La foule est faite pour qu’on la fende, siffle Binh-Dû entre ses dents.
Rageur face aux gens tranquilles dans leurs beaux vêtements de demi-saison et
leur mesquinerie ambiante, désolé face aux plus pauvres et leurs plaisirs
frustres. Tous pitoyables, mais les premiers, ceux de sa classe, encore plus
haïssables – il est bien placé pour le savoir.
Binh-Dû déteste tout le monde, tel un Dieu maudit. Sur la passerelle en
planches longeant l’ancienne voie ferrée, tout en marchant il ferme les yeux,
le soleil l’aveugle. C’est l’un de ses pouvoirs divins, à défaut de
s’envoler : en confiance, savoir sans voir. Il ne cille pas, il rouvre les
yeux dans l’ombre d’un arbre, toujours sur le chemin.

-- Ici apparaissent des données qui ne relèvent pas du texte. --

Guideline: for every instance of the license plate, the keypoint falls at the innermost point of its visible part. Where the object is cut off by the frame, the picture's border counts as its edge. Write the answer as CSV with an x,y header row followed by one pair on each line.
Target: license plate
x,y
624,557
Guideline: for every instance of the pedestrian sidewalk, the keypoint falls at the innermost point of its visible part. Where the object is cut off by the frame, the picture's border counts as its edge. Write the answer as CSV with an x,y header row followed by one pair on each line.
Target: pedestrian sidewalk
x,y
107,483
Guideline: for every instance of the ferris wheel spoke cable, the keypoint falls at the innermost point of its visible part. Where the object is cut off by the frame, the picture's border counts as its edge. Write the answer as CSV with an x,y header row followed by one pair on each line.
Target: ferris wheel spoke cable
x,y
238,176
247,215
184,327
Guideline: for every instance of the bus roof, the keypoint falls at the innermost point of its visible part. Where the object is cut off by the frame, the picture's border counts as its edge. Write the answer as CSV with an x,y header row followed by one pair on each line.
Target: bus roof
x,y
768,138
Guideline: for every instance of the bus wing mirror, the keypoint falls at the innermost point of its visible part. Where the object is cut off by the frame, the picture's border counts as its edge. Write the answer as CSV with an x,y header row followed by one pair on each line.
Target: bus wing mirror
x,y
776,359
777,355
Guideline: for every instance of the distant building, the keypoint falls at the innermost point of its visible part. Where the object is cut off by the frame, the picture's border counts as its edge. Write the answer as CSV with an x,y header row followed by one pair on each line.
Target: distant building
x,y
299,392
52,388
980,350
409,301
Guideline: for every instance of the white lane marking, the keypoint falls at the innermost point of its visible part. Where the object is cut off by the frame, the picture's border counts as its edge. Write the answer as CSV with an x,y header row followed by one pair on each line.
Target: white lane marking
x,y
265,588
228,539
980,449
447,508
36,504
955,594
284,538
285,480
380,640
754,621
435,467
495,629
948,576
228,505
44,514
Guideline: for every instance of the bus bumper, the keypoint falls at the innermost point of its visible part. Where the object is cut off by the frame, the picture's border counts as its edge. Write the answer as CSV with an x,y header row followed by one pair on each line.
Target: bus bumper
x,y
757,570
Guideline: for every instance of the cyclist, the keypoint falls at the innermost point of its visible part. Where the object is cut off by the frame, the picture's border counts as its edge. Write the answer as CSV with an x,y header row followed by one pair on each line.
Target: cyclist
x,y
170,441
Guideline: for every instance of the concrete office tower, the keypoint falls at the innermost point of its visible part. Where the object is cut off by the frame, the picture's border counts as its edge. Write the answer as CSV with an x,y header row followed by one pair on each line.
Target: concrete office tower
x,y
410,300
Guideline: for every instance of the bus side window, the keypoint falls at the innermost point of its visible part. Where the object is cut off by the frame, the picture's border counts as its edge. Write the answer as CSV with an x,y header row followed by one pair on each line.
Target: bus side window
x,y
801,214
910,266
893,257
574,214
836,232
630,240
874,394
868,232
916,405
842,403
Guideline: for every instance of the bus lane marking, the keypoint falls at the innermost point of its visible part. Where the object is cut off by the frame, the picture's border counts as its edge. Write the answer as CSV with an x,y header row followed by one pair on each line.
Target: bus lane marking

Dans la rue, les voitures roulent au ralenti. L’une d’elle a un pneu
arrière presque à plat. Binh-Dû la rattrape au feu rouge, toque à gauche. Une
petite fille dans le siège enfant lui renvoie un regard aussi éteint que celui
de sa mère au volant. Laquelle ne le comprend pas, vitre descendue de deux
centimètres, quand il tente de lui expliquer.
Aimer à nouveau, serait-ce parodique ? Les arbres en ville
souffrent mille maux mais la vie pulse dans leur xylème, les hommes aussi font
ce qu’ils peuvent, réceptacles inconscients. Le coupé break s’engage dans la
bretelle d’accès au périphérique, révélant une plaque d’immatriculation allemande,
Binh-Dû reste sur le trottoir comme un mendiant au cheveu sale.